Fig 4: Spectral function along a nodal cut for a hole (left) and electron (right) doped superconductor near optimal doping showing the HEA.
Using determinant quantum Monte Carlo (DQMC) techniques we have been able to make direct contact with ARPES measurements in the cuprates for both hole- and electron-doped materials as well as the half-filled parent insulators. Below is summary of the calculated spectral functions derived from our simulations for the electron- and hole-doped single-band Hubbard model. Notice the non-trivial renormalization of the electron dispersion leading to the break-up or anomaly/waterfall at intermediate binding energies. These features mirror the results of recent ARPES experiments on doped cuprates.
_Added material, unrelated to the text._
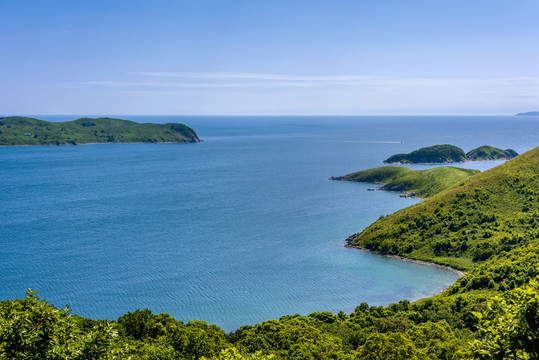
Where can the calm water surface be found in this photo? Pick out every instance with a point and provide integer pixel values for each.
(238, 229)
Fig 5: Calculated spectral functions for the 14 percent hole- and 16 percent electron-doped single-band Hubbard model. Determinant quantum Monte Carlo was employed to handle the Hubbard model while maximum entropy methods (MEM) were used to perform the analytic continuation. Further details can be found in Reference 8.
Fig 6: Comparison between experiment and theory along different cuts in the Brillouin zone showing evolution of the HEA as a function of momentum in the electron doped material. Note that no additional ARPES matrix elements have been included in the results from simulation.